GOP Health-Care Proposal Could Cost Utah Health Centers
SALT LAKE CITY – As the GOP-led Congress works to make good on promises to repeal and replace the Affordable Care Act, Utah health-policy experts say the new proposals making their way through the U.S. House could be devastating, especially for health centers in rural parts of the state already operating on slim margins.
Jason Stevenson, education and communications director for the Utah Health Policy Project, said plans to cut Medicaid could reduce provider revenues by 20 to 30 percent.
"So, if doctors and hospitals lose that reliable source of funding, because of the budget constraints that these per-capita block grants would put on Utah, then you could start to see these hospitals start to get thinner and thinner margins and maybe not be able to stay open," he explained.
The American Health Care Act released by House Republicans includes cuts to Medicaid and would phase out Medicaid expansion, which extended coverage to more than 11 million low-income Americans.
President Trump has called the new plan "wonderful" and said future measures would make good on his promise of insurance for all Americans.

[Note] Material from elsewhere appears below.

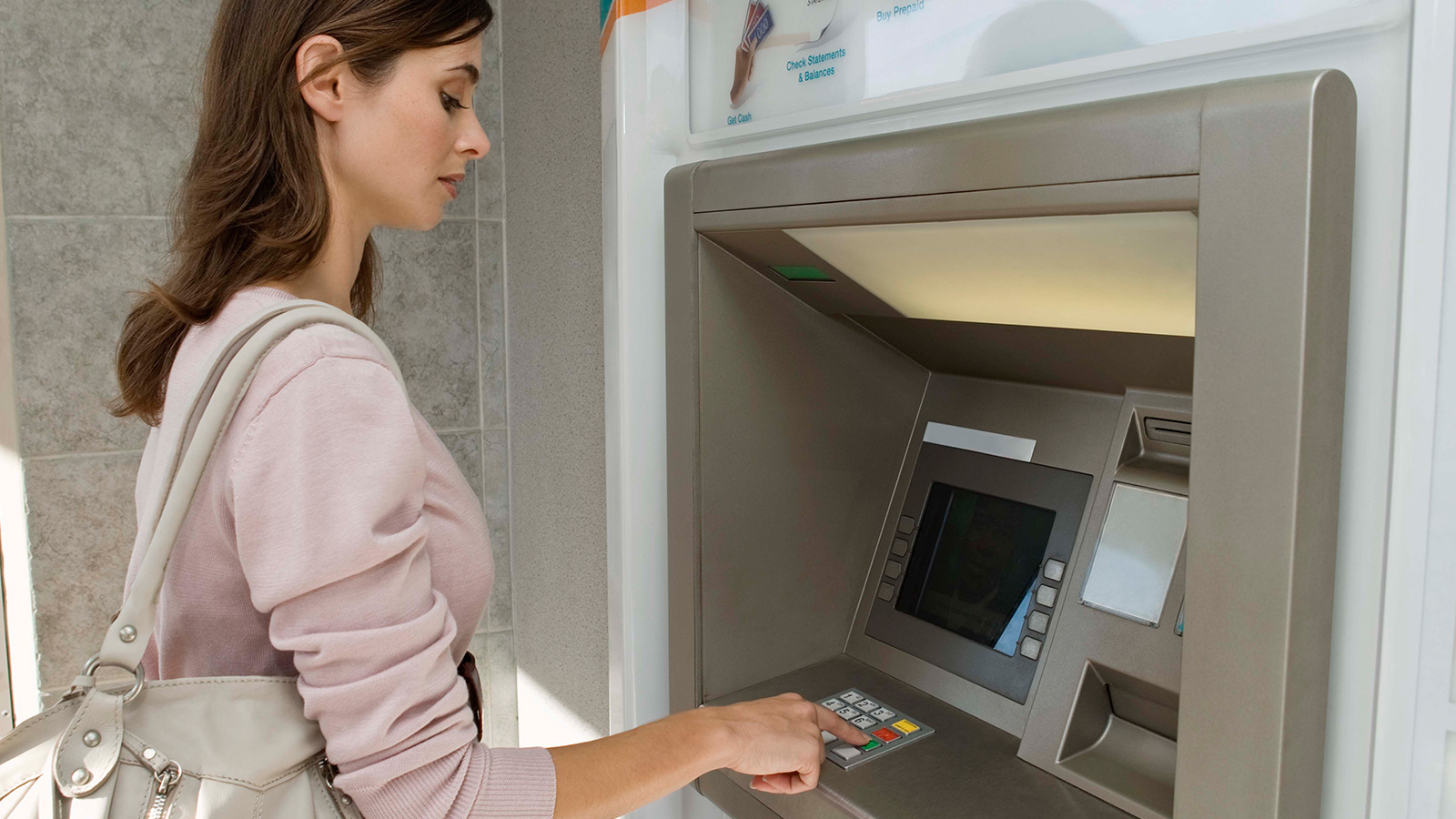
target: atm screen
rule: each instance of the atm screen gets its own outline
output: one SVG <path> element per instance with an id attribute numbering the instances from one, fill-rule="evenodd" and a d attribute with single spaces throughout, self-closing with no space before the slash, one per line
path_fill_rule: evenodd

However, Stevenson says the new plan puts the future of 400,000 Utahns covered by Medicaid – 65 percent of whom are children – up in the air, and one-quarter could lose coverage altogether. He said cuts would hurt the state's most vulnerable populations, including pregnant women, seniors and people with disabilities.
Stevenson noted that, despite House Speaker Paul Ryan's claims to the contrary, lack of coverage would increase, not lower, health-care costs – because people without insurance tend to forgo less expensive, preventive care.
"It's going to cause a huge spike in emergency, uncompensated care," he said. "People waiting until they get very sick and then showing up in the emergency room and running up a $200,000 or $300,000 bill."
The American Medical Association has urged lawmakers to withdraw proposals to overhaul Medicaid, saying the move could lead to fewer people with coverage and higher health-care costs. House and Senate leaders hope to put legislation on Trump's desk for his signature by the first week of April.